Burunlarına yumruk yiyen siyasiler, gerçekte hangi sebeple bu muameleye maruz kalıyorlar bilemiyoruz ama bu insanların en azından yumruk yedikleri sırada fazla iyi niyet taşımadıkları anlaşılıyor. En azından yukarıda burun etrafında söylenmiş bir grup söz dizininden en sonda bulunan sözün hikmetini yeterince anlayıp kavrayamadıkları anlaşılıyor! Bu insanlar en azından ağızlarına gümrük uygulamadıkları için burunlarına yumruk yemiş gözüküyorlar. Atalar boşuna dememiştir “İki düşün bir konuş” diye. İşte ağza gümrük uygulamak budur. Yani bu söz demek istiyor ki; ağza gümrük uygulayacaksın ki, buruna yumruğu yemeyeceksin! Konuşurken biraz düşünerek konuşacaksın ki; konuştukların toplumda çıngar çıkarmasın.

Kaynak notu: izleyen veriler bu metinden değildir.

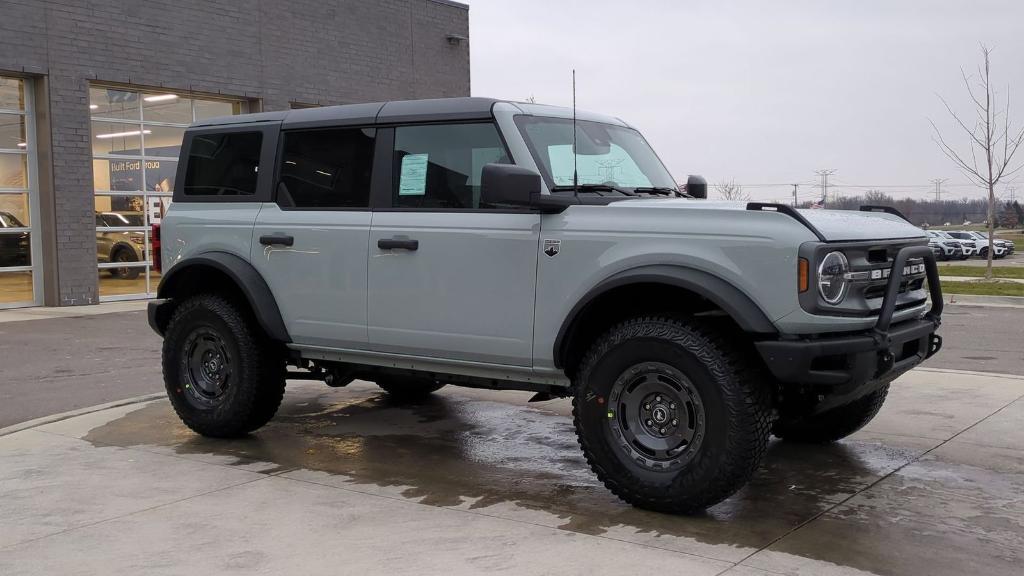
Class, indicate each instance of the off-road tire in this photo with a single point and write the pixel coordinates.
(735, 399)
(832, 424)
(256, 380)
(408, 389)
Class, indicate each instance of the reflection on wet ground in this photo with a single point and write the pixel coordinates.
(462, 450)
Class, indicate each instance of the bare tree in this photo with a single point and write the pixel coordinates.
(729, 190)
(992, 140)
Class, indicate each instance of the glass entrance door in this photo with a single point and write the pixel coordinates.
(19, 282)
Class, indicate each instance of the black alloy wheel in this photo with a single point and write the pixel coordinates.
(655, 415)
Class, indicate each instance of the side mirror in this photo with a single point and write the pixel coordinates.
(509, 184)
(696, 187)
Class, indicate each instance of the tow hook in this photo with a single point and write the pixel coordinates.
(934, 344)
(886, 362)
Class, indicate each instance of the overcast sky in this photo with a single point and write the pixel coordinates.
(763, 92)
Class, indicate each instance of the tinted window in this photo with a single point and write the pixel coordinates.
(223, 164)
(327, 168)
(438, 166)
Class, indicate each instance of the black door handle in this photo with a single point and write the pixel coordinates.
(282, 239)
(393, 243)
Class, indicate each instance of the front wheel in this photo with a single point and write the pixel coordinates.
(832, 424)
(222, 377)
(670, 414)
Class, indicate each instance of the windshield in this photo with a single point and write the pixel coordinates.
(606, 154)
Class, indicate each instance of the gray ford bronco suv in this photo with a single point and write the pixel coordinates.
(491, 244)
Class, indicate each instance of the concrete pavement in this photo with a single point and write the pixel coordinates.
(342, 482)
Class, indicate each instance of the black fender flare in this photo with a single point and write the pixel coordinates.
(246, 278)
(738, 305)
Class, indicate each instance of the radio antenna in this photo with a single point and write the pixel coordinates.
(576, 176)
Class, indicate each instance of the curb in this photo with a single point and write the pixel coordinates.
(158, 396)
(80, 412)
(970, 373)
(975, 300)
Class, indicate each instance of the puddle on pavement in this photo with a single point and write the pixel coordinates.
(458, 451)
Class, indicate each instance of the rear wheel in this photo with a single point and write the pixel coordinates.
(409, 388)
(223, 379)
(832, 424)
(670, 414)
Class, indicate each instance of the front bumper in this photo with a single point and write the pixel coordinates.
(846, 366)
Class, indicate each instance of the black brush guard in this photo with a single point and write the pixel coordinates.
(848, 366)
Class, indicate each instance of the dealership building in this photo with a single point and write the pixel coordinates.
(95, 96)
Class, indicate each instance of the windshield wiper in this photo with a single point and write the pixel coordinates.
(665, 191)
(592, 188)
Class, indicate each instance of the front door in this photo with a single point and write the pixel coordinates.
(310, 244)
(449, 278)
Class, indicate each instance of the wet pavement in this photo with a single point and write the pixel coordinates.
(470, 482)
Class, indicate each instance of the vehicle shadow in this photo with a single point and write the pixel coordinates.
(508, 459)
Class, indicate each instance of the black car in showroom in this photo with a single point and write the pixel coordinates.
(14, 247)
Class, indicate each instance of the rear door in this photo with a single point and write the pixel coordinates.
(310, 243)
(449, 277)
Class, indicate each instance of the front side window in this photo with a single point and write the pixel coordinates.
(327, 168)
(223, 164)
(605, 154)
(439, 166)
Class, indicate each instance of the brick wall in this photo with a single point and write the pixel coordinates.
(311, 51)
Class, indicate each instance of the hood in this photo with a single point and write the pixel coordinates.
(836, 225)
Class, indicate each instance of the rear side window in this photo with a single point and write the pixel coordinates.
(329, 168)
(438, 166)
(223, 164)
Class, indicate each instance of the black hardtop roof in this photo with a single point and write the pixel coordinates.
(438, 110)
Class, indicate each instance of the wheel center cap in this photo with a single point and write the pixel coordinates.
(659, 414)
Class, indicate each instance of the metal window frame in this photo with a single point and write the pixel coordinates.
(140, 124)
(32, 190)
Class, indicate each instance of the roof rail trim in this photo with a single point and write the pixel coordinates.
(788, 211)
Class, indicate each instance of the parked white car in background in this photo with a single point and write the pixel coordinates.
(947, 247)
(981, 243)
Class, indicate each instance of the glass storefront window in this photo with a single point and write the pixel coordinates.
(166, 108)
(160, 175)
(117, 175)
(212, 109)
(13, 170)
(163, 140)
(117, 138)
(12, 131)
(111, 103)
(14, 211)
(15, 287)
(16, 197)
(11, 93)
(136, 138)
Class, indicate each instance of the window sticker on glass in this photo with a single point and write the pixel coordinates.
(413, 180)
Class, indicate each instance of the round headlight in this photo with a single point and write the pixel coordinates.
(832, 277)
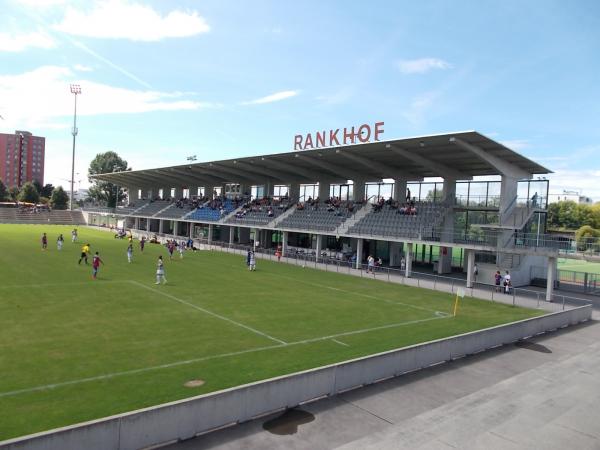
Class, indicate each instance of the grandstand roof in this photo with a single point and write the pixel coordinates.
(459, 155)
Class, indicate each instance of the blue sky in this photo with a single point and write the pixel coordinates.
(164, 80)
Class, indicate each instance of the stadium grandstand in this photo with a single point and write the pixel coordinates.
(487, 205)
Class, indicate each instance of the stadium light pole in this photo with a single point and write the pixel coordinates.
(75, 90)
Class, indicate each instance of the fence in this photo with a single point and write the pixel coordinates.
(528, 298)
(187, 418)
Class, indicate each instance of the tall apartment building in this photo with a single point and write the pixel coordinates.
(21, 158)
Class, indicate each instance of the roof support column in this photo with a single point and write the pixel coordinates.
(409, 257)
(508, 194)
(294, 191)
(359, 246)
(358, 190)
(399, 189)
(550, 277)
(324, 187)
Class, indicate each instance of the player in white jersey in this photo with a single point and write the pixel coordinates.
(160, 271)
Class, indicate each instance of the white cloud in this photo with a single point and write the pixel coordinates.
(583, 181)
(422, 65)
(416, 112)
(41, 99)
(18, 42)
(82, 68)
(516, 144)
(276, 97)
(121, 19)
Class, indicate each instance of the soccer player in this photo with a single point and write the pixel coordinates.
(181, 249)
(96, 261)
(160, 271)
(84, 252)
(130, 253)
(252, 265)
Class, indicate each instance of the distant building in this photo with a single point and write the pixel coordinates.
(574, 196)
(21, 158)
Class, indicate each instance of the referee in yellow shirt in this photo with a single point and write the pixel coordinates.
(84, 252)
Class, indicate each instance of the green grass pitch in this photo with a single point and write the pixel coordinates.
(74, 349)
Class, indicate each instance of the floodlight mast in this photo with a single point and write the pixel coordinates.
(75, 90)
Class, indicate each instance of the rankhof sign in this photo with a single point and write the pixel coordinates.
(354, 135)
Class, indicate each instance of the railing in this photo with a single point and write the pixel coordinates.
(524, 297)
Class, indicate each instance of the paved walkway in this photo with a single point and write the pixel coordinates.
(540, 394)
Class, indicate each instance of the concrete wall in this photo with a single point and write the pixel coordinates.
(185, 418)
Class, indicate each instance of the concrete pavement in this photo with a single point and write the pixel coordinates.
(541, 393)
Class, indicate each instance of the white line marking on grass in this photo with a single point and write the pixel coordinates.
(391, 302)
(210, 313)
(207, 358)
(73, 283)
(134, 371)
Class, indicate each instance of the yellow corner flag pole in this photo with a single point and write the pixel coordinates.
(460, 293)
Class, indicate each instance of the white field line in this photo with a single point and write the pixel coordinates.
(206, 358)
(210, 313)
(372, 297)
(340, 342)
(71, 283)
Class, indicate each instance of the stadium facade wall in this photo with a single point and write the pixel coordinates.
(187, 418)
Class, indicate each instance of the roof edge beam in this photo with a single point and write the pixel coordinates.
(441, 170)
(505, 168)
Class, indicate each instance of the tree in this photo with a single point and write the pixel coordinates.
(3, 192)
(13, 193)
(29, 193)
(38, 186)
(46, 191)
(107, 162)
(60, 199)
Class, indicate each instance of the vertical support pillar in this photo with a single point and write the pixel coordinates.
(550, 278)
(284, 242)
(359, 245)
(470, 267)
(409, 257)
(399, 190)
(210, 230)
(294, 192)
(319, 245)
(323, 190)
(358, 190)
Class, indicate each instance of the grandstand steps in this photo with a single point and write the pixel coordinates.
(281, 217)
(58, 217)
(232, 214)
(162, 210)
(189, 214)
(362, 212)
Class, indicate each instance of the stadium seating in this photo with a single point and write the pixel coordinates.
(59, 217)
(257, 213)
(388, 222)
(318, 217)
(210, 214)
(152, 208)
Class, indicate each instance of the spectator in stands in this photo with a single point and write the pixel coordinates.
(507, 283)
(497, 280)
(370, 264)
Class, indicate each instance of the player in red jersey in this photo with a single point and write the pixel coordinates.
(96, 261)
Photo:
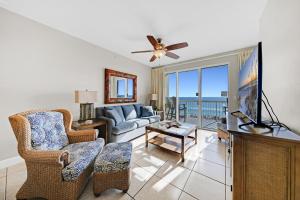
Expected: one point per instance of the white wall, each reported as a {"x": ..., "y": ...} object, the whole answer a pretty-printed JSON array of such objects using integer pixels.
[
  {"x": 280, "y": 34},
  {"x": 41, "y": 67}
]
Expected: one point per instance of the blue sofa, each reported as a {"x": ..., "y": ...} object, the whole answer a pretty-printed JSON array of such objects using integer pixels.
[{"x": 124, "y": 122}]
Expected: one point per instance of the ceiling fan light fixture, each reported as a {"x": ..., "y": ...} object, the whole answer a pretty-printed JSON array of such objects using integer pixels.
[{"x": 159, "y": 53}]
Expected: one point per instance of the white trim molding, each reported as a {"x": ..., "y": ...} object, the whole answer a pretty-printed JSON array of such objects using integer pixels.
[{"x": 10, "y": 161}]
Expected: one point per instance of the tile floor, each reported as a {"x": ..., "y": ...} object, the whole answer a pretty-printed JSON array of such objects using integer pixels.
[{"x": 157, "y": 174}]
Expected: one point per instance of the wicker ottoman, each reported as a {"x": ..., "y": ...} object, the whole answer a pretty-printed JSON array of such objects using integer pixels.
[{"x": 112, "y": 168}]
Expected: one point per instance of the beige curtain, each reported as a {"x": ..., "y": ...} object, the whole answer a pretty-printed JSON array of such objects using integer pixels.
[
  {"x": 244, "y": 55},
  {"x": 157, "y": 85}
]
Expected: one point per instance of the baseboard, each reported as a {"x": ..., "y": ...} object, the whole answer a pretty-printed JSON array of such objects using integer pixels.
[{"x": 10, "y": 161}]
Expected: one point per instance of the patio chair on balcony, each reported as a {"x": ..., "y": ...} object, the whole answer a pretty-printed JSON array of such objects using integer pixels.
[{"x": 171, "y": 109}]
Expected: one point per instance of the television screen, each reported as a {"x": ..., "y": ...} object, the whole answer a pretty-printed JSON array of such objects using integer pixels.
[{"x": 250, "y": 86}]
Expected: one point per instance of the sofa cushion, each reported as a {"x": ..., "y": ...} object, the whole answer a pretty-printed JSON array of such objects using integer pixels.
[
  {"x": 47, "y": 131},
  {"x": 152, "y": 119},
  {"x": 147, "y": 111},
  {"x": 123, "y": 127},
  {"x": 129, "y": 112},
  {"x": 113, "y": 114},
  {"x": 81, "y": 156},
  {"x": 140, "y": 122},
  {"x": 115, "y": 157},
  {"x": 138, "y": 109},
  {"x": 118, "y": 109}
]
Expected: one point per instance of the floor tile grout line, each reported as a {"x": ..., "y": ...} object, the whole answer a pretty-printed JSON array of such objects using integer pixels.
[
  {"x": 148, "y": 179},
  {"x": 212, "y": 162},
  {"x": 210, "y": 178},
  {"x": 5, "y": 190}
]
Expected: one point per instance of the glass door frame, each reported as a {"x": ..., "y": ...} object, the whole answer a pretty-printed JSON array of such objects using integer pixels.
[{"x": 199, "y": 68}]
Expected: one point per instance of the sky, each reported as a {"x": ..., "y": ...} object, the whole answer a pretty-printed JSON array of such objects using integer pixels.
[{"x": 214, "y": 80}]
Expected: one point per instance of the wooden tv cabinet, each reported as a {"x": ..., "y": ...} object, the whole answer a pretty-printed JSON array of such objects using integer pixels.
[{"x": 265, "y": 166}]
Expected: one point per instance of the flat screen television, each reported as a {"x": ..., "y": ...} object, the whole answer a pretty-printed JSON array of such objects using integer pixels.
[{"x": 250, "y": 86}]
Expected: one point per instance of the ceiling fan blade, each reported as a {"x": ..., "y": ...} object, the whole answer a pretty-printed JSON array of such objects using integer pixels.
[
  {"x": 152, "y": 58},
  {"x": 153, "y": 41},
  {"x": 142, "y": 51},
  {"x": 177, "y": 46},
  {"x": 172, "y": 55}
]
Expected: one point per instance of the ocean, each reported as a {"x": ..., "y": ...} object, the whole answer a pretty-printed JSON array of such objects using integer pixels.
[{"x": 211, "y": 106}]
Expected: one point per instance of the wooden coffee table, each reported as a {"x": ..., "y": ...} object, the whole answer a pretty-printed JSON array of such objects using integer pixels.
[{"x": 172, "y": 138}]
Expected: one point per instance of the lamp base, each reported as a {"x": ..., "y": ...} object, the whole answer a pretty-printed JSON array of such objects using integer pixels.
[{"x": 86, "y": 111}]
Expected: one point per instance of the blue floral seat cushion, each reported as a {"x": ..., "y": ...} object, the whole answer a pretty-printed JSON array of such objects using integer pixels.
[
  {"x": 115, "y": 157},
  {"x": 47, "y": 131},
  {"x": 81, "y": 156}
]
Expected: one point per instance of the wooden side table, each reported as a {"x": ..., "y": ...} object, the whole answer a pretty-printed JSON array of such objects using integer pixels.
[{"x": 95, "y": 125}]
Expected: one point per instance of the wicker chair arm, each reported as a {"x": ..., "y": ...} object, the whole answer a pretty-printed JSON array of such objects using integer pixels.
[
  {"x": 82, "y": 135},
  {"x": 59, "y": 157}
]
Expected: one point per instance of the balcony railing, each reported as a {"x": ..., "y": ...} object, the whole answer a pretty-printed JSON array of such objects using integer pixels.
[{"x": 212, "y": 111}]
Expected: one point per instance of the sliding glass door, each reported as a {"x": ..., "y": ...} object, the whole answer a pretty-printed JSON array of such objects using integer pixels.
[
  {"x": 197, "y": 96},
  {"x": 188, "y": 106},
  {"x": 171, "y": 96},
  {"x": 214, "y": 87}
]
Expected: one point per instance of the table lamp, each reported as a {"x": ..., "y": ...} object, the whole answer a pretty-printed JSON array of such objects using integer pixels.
[
  {"x": 86, "y": 99},
  {"x": 153, "y": 99}
]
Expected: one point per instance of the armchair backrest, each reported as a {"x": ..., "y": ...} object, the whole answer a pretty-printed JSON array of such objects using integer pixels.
[{"x": 33, "y": 128}]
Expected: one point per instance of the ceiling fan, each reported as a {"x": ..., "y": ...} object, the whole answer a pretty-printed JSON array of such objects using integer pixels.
[{"x": 161, "y": 49}]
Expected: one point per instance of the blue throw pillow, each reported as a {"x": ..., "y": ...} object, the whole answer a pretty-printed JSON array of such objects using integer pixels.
[
  {"x": 147, "y": 111},
  {"x": 129, "y": 112},
  {"x": 47, "y": 131},
  {"x": 138, "y": 109},
  {"x": 113, "y": 114}
]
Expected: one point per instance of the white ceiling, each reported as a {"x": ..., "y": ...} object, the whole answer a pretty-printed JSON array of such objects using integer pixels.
[{"x": 121, "y": 26}]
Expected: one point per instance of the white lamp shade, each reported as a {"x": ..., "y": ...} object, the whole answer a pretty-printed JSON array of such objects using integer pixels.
[
  {"x": 153, "y": 97},
  {"x": 85, "y": 96}
]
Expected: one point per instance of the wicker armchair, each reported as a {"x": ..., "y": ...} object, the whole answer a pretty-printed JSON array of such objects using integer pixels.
[{"x": 44, "y": 167}]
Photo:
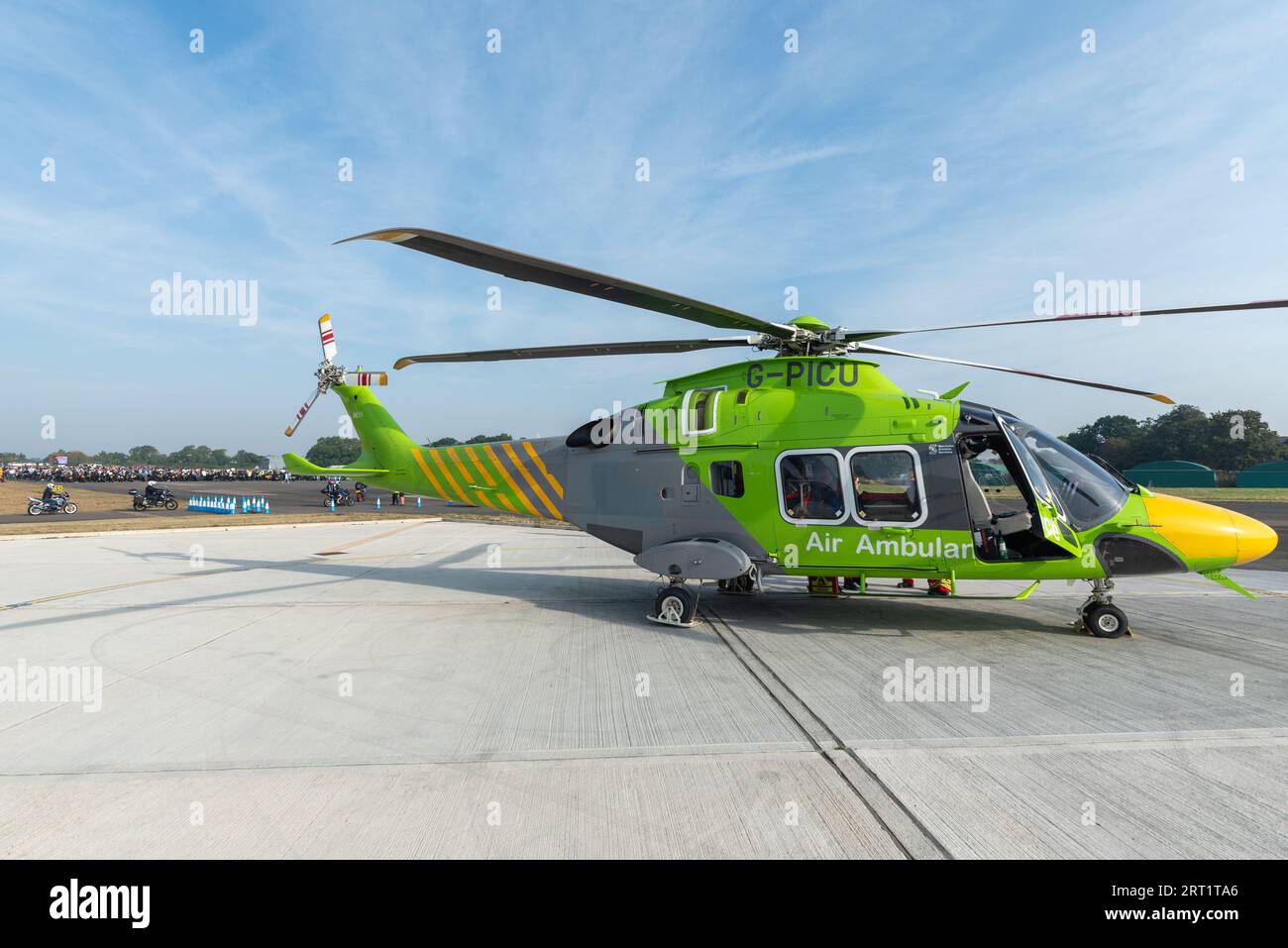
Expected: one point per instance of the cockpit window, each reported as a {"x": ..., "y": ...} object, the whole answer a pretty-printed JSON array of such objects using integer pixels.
[{"x": 1087, "y": 493}]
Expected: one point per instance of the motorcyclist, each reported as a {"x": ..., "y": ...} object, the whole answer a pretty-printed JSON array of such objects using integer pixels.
[{"x": 54, "y": 494}]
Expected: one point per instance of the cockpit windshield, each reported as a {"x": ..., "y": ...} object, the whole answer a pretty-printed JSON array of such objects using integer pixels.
[{"x": 1086, "y": 492}]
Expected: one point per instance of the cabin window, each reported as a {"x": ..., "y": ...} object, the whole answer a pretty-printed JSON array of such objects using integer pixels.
[
  {"x": 698, "y": 411},
  {"x": 810, "y": 488},
  {"x": 888, "y": 485},
  {"x": 726, "y": 478}
]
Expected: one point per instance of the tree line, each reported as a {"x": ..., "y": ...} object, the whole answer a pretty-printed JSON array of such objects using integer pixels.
[
  {"x": 149, "y": 456},
  {"x": 1232, "y": 440}
]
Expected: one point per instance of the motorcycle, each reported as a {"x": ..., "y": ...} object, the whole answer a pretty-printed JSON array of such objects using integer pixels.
[
  {"x": 54, "y": 505},
  {"x": 165, "y": 500}
]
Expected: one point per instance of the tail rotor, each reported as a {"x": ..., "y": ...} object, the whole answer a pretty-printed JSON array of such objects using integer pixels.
[{"x": 330, "y": 373}]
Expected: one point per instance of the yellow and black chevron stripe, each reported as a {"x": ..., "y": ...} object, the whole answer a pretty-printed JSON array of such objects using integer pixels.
[{"x": 505, "y": 475}]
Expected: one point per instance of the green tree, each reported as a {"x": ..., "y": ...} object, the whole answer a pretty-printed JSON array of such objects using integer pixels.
[
  {"x": 1113, "y": 437},
  {"x": 334, "y": 450},
  {"x": 72, "y": 456},
  {"x": 1239, "y": 438},
  {"x": 1181, "y": 434},
  {"x": 249, "y": 459},
  {"x": 143, "y": 454}
]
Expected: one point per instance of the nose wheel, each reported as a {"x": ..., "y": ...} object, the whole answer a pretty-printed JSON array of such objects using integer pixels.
[
  {"x": 675, "y": 605},
  {"x": 1099, "y": 614}
]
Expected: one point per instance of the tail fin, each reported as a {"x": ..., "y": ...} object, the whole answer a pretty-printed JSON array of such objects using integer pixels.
[{"x": 385, "y": 447}]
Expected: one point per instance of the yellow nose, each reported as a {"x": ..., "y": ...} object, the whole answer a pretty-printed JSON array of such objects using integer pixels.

Birisi kalkıp “Sayın Öcalan BDP çatısı altında siyaset yapmamızı istediği için BDP çatısı altında siyasete devam edeceğiz” diyor, öbürü burun ameliyatından çıkar çıkmaz “Burun ve kulağım düşse de gidip TBMM’de anayasa değişiklik paketinin gündeme alınması yönünde destek vereceğim” diyecek kadar açılımın doruk noktası olan Anayasa Değişikliğine destek vermeye azmetmiş gözüküyor. E sonunda da olanlar oluyor ve bu insanlar ağızlarına gümrük uygulamadıkları için burunlarına yumruğu yiyorlar. Taner Yıldız hadi neyse (çünkü o en azından görünürde şehit cenazesine katılmış gözüküyor) Ahmet Türk’ün bir anlamda devletin yargılanmakta olduğu Bulanık Davası’nı izlemek için Samsun’a gitmesi, düpedüz provokasyon kokmaktadır.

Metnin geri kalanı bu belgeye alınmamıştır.